The movement of the crest of a wave is modelled with the equation $h(t)=0.3\cos(3t)+0.4\sin(3t)$. Find the maximum height of the wave and the time at which it occurs.
I tried finding the derivative of this function in order to find the maximum, but no matter how I tried I could not get the right answer.
I know that the maximum is at $(0.309,0.5)$ because I graphed the function and saw that was the highest it went.
Is there anything I am doing Wrong?
Hint:
First rewrite your function as $A\cos(3x+\varphi)$, where $A>0$, $A^2=0.3^2+0.4^2$, and $-\pi\le\varphi<\pi$.
Perhaps you did not calculate the derivative properly.
We have: $$h(t) = 0.3\cos(3t) + 0.4\sin(3t)$$
We must apply chain rule to $\cos(3t)$ and $\sin(3t)$.

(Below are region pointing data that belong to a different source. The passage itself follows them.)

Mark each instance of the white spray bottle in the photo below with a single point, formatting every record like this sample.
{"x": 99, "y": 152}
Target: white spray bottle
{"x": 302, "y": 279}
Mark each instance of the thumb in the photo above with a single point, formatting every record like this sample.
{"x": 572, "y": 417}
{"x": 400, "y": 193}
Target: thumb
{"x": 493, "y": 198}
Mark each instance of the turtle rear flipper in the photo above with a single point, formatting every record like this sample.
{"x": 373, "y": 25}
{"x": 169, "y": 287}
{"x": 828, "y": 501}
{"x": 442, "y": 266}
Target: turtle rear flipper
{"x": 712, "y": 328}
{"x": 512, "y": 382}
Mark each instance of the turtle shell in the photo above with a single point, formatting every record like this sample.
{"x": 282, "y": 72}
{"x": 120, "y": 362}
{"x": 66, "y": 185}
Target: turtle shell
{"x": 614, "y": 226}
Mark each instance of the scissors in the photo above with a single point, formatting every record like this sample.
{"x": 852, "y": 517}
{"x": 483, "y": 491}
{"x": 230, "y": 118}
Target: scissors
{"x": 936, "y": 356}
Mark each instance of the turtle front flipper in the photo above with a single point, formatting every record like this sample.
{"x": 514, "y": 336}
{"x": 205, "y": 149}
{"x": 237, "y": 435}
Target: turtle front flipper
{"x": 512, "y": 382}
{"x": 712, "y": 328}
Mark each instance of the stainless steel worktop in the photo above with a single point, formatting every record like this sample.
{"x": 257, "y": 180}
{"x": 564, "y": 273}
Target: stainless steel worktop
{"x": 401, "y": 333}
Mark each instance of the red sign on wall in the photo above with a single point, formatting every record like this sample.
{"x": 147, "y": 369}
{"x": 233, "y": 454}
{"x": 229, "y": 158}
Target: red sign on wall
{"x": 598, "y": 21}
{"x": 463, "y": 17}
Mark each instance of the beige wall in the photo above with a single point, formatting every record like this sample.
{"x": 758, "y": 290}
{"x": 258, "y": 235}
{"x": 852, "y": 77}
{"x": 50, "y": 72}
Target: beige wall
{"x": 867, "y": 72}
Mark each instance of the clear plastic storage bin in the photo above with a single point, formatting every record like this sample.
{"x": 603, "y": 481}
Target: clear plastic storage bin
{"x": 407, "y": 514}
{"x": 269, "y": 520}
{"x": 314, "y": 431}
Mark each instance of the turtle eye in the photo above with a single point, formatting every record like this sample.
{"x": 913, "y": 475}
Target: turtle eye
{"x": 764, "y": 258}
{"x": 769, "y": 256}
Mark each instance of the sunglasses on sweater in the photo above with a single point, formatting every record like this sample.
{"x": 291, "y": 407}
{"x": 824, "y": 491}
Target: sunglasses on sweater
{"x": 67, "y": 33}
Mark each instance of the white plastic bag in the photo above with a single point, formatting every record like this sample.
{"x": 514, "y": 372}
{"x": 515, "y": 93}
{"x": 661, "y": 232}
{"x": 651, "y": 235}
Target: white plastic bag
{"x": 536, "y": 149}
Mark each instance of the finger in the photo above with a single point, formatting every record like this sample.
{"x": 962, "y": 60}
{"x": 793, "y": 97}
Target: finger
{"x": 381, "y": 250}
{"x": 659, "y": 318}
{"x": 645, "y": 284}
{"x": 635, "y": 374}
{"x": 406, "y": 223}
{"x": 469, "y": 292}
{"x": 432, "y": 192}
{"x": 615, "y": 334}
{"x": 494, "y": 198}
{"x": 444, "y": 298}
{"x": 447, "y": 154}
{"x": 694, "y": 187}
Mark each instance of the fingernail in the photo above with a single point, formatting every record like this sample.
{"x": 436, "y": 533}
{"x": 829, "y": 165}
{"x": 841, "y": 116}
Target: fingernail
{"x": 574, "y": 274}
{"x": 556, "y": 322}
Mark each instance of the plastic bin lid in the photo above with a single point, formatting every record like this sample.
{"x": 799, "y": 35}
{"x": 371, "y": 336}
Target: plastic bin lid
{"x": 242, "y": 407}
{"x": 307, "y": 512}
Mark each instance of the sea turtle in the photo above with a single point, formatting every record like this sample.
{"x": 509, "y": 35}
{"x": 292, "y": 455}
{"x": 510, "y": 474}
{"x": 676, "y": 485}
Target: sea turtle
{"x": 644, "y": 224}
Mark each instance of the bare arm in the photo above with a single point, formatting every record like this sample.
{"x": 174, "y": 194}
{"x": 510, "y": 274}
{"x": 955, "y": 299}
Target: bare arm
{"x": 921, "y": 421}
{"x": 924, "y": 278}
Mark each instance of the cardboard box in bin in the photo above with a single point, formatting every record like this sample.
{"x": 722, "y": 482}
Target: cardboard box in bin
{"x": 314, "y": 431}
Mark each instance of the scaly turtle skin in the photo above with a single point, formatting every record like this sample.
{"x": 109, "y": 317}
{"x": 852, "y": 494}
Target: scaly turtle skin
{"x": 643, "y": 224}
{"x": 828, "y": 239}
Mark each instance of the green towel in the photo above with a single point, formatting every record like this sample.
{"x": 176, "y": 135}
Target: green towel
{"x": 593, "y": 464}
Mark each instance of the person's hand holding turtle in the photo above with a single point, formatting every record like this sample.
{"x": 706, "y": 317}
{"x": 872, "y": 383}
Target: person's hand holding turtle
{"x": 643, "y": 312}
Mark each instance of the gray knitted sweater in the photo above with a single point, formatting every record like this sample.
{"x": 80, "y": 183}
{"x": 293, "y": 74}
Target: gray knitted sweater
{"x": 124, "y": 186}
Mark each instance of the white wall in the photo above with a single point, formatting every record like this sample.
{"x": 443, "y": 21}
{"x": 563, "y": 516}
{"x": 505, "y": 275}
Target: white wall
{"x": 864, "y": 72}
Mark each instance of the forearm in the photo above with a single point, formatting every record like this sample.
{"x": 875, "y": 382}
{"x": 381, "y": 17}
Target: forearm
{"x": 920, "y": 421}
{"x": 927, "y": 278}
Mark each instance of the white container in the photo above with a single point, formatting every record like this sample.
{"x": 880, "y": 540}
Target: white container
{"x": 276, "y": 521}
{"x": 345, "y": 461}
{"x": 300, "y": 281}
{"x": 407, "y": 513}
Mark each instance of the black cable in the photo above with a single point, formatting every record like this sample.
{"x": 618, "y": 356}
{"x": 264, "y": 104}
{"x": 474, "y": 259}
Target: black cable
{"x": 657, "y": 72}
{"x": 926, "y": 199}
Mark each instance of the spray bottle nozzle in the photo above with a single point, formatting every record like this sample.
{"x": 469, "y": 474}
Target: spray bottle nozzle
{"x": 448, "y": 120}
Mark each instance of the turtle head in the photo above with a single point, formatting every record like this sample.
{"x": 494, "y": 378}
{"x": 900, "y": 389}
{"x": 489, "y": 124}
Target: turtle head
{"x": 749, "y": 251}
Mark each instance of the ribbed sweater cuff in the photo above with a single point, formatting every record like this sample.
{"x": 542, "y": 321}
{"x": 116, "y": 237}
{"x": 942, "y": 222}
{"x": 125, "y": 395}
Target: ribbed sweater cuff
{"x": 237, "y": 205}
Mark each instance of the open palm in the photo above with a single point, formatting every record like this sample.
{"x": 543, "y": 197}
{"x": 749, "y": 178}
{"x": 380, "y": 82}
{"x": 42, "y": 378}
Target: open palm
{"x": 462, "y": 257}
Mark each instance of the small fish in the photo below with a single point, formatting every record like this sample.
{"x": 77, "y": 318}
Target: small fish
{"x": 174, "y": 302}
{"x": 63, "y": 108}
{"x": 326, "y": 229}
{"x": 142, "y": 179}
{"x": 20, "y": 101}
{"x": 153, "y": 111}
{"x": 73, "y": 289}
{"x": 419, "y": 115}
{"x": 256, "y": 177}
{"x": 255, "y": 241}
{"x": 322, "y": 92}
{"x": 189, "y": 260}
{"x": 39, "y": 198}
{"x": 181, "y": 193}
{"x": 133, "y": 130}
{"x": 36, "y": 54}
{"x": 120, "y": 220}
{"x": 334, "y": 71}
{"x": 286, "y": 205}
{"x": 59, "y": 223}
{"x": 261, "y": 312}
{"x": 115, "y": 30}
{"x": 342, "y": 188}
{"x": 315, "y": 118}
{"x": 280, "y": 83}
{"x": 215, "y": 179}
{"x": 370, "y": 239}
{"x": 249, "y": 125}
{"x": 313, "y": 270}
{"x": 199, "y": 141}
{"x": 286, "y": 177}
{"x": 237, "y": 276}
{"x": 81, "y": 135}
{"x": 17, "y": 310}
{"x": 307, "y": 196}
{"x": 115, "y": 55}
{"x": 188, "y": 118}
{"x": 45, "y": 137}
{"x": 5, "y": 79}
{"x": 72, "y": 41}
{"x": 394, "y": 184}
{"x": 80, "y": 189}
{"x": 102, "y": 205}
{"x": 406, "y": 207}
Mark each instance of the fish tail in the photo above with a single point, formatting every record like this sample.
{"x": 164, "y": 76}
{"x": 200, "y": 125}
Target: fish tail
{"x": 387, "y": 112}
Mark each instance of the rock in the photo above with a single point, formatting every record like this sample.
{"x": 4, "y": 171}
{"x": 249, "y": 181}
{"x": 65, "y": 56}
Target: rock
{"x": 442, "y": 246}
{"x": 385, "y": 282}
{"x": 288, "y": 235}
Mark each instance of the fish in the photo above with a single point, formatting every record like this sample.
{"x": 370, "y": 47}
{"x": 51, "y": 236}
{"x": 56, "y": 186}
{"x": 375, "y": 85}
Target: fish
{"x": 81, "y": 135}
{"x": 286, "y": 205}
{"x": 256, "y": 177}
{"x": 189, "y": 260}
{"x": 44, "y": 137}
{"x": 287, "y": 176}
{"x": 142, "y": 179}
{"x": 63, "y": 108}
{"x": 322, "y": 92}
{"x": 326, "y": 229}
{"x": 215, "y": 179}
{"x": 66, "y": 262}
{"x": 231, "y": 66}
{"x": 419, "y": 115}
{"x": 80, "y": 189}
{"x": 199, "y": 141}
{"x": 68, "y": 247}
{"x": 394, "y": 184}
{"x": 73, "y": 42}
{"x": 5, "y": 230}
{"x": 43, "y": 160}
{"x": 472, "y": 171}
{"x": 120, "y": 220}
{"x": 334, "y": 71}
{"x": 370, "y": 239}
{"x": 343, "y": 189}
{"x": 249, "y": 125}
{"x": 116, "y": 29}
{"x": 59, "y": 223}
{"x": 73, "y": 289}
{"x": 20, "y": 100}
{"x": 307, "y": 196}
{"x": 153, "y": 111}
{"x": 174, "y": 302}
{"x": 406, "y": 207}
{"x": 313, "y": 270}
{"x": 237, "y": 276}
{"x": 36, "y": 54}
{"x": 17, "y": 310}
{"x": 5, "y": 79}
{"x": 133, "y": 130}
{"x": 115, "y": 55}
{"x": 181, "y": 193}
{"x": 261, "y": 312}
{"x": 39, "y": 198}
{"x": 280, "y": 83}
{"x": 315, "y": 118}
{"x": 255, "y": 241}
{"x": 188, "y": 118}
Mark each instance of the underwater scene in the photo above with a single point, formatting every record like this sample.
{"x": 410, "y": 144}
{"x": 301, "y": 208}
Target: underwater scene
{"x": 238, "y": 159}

$\cos(3t)$ derivative is $-\sin(3t)(3)$
$\sin(3t)$ derivative is $\cos(3t)(3)$
So,
$$h'(t) = 0.3(-\sin(3t)(3)) + \cos(3t)(3)$$ $$h'(t) = -0.9\sin(3t) + 1.2\cos(3t)$$
Let's solve for when $h'(t) = 0$
$$0 = -0.9\sin(3t) + 1.2\cos(3t)$$ $$0.9\sin(3t) = 1.2\cos(3t)$$ $$\text {I will now divide both sides by 0.9}$$ $$\sin(3t) = \frac{4}{3}\cos(3t)$$ $$\text {I will now divide both sides by cos(3t)}$$ $$\tan(3t) = \frac{4}{3}$$ $$\text {We know sin divided by cos is tan. Now we can take tan inverse}$$ $$3t = \tan^{-1}(\frac{4}{3})$$ $$t = \frac{\tan^{-1}(\frac{4}{3})}{3} = 0.309098406001$$
(As the answer says).
We can also compute the second derivative, and make sure that this is indeed a maximum
$$f''(x) = -2.7\cos(3t) -3.6\sin(3t)$$ $$f''(0.309) < 0$$
Therefore, it is a maximum.
This problem is trivialized by using vectors:
Let $x=3t$ and let $\vec{v}=(0.3, 0.4)$ and $\vec{w}=(\cos{x}, \sin{x})$. We get
$$0.3\cos{3t}+0.4\sin{3t} = 0.3\cos{x}+0.4\sin{x}=\vec{v} \cdot \vec{w}=||v||||w||\cos{\theta}$$ where $\theta$ is the angle between $\vec{v}$ and $\vec{w}$. $\cos \theta$ is maximized when $\theta=0$ so we get $$||v||||w||\cos{0}=\sqrt{0.3^3+0.4^2}\sqrt{\sin^2{x}+\cos^2{x}}=\boxed{0.5}$$
Now to find $t$ we substitute to get $$0.5=0.3\cos 3t + 0.4\sin 3t \longrightarrow 5=3\cos3t + 4\sin 3t \longrightarrow 5=3\cos{3t}+4\sqrt{1-\cos 3t}$$
Letting $\cos{3t}=y$ we get $$5=3y+4\sqrt{1-y} \longrightarrow (5-3y)^2=(4\sqrt{1-y})^2$$
which we can easily solve as a quadratic in $y$, then solve for $t$